Neue Methode mit Brustgewebe erprobt

Dabei wurde erkannt, dass es mit der neuen Methode möglich sein sollte, Strukturen sichtbar zu machen, die mit der herkömmlichen Mammografie nicht abgebildet werden. Die neue Methode nutzt aus, dass Licht eigentlich aus Wellen besteht und sich die Welleneigenschaften des Lichts auf dem Weg durch das Gewebe geringfügig ändern.

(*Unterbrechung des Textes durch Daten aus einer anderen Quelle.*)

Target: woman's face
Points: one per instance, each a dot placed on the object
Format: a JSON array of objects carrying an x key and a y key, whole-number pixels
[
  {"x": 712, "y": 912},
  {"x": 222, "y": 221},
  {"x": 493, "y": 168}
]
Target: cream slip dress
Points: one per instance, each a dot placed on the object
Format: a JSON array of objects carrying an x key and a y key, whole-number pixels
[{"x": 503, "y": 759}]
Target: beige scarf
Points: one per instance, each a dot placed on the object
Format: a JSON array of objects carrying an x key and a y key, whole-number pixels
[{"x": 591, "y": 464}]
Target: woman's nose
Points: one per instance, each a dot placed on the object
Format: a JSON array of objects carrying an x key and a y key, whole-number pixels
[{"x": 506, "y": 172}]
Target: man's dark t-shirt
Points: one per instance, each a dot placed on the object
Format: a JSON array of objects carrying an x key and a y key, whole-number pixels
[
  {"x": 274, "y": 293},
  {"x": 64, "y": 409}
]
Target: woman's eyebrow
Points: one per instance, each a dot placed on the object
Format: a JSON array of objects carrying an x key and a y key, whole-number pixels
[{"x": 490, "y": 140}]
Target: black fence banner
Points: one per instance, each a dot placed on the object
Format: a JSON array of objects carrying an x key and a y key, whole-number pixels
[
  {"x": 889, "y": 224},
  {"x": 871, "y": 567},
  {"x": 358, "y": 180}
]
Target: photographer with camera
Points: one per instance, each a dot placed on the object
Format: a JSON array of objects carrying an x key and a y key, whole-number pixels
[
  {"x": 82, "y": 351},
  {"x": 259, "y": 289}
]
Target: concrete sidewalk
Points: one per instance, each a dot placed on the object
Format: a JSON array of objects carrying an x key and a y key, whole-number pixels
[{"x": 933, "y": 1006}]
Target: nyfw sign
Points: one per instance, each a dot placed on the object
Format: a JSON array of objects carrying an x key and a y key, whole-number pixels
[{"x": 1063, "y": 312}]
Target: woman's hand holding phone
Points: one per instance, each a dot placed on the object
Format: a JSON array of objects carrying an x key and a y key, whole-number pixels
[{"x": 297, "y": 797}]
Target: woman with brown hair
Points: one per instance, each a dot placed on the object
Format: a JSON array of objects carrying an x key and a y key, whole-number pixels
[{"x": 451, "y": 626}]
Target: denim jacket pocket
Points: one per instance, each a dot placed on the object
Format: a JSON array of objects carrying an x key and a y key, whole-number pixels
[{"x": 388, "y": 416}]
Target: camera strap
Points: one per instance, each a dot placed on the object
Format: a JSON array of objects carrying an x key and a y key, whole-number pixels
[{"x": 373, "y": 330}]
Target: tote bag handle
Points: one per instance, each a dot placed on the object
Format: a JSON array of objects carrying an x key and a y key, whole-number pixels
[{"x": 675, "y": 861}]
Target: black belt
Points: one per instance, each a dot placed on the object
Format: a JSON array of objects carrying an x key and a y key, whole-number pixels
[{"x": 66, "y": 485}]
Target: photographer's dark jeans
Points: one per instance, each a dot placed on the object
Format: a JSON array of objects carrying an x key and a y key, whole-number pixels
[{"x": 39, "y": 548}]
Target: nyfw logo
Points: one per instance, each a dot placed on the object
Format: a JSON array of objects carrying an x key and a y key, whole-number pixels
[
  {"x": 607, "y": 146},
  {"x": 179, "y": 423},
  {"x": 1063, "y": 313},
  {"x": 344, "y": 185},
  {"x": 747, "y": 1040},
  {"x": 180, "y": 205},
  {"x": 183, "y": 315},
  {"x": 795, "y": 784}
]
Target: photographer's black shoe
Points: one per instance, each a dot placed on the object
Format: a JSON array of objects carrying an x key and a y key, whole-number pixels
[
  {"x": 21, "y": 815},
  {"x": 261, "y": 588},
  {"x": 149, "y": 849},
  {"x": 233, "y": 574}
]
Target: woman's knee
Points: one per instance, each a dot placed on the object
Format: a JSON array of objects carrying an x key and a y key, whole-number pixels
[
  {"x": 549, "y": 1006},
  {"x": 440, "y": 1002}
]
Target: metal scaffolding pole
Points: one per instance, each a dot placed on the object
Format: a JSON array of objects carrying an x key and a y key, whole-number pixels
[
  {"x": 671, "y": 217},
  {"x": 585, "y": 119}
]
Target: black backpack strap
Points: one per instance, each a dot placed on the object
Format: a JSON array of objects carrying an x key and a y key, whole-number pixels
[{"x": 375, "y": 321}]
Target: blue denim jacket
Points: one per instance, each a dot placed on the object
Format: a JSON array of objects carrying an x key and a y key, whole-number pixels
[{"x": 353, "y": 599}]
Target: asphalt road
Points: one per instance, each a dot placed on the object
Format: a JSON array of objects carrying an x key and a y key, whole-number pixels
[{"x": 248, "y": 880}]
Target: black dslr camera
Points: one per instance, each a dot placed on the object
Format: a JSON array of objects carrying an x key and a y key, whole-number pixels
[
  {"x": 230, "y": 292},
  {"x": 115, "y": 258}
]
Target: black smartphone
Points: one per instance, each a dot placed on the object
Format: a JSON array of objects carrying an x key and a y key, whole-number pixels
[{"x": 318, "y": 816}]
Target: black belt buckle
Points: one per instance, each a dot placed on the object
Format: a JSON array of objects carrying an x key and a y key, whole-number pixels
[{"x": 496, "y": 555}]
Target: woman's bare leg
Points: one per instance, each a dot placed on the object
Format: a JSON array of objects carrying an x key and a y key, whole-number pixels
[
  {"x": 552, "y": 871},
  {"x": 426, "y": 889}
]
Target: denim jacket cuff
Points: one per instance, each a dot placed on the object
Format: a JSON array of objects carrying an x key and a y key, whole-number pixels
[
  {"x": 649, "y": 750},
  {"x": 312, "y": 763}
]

Ziel einer Mammografieuntersuchung ist es, Tumore der weiblichen Brust möglichst frühzeitig zu erkennen, damit man eine rechtzeitige Behandlung vornehmen kann. Dabei erwartet man von einem guten Mammografie-Verfahren einerseits, dass man damit möglichst alle Veränderungen erkennt und Tumorgewebe gut von anderen Gewebeveränderungen unterscheiden kann. Gleichzeitig sollte die Strahlendosis, die bei der Untersuchung verabreicht wird, möglichst gering ausfallen.

Mithilfe des neuen Verfahrens konnten die Forscher jetzt erstmals Bilder von Gewebe erzeugen, das aus Brustoperationen stammte, aber nicht konserviert war. Damit kam man der Situation einer tatsächlichen Untersuchung am Menschen sehr nahe. „Mit dem neuen Verfahren konnten wir zum Beispiel Narben von Tumorgewebe unterscheiden oder kleinste Krebsknötchen identifizieren, die mit den heutigen Untersuchungstechniken noch nicht erkannt werden“ sagt Doktor Nik Hauser, Betreuer des Projektes.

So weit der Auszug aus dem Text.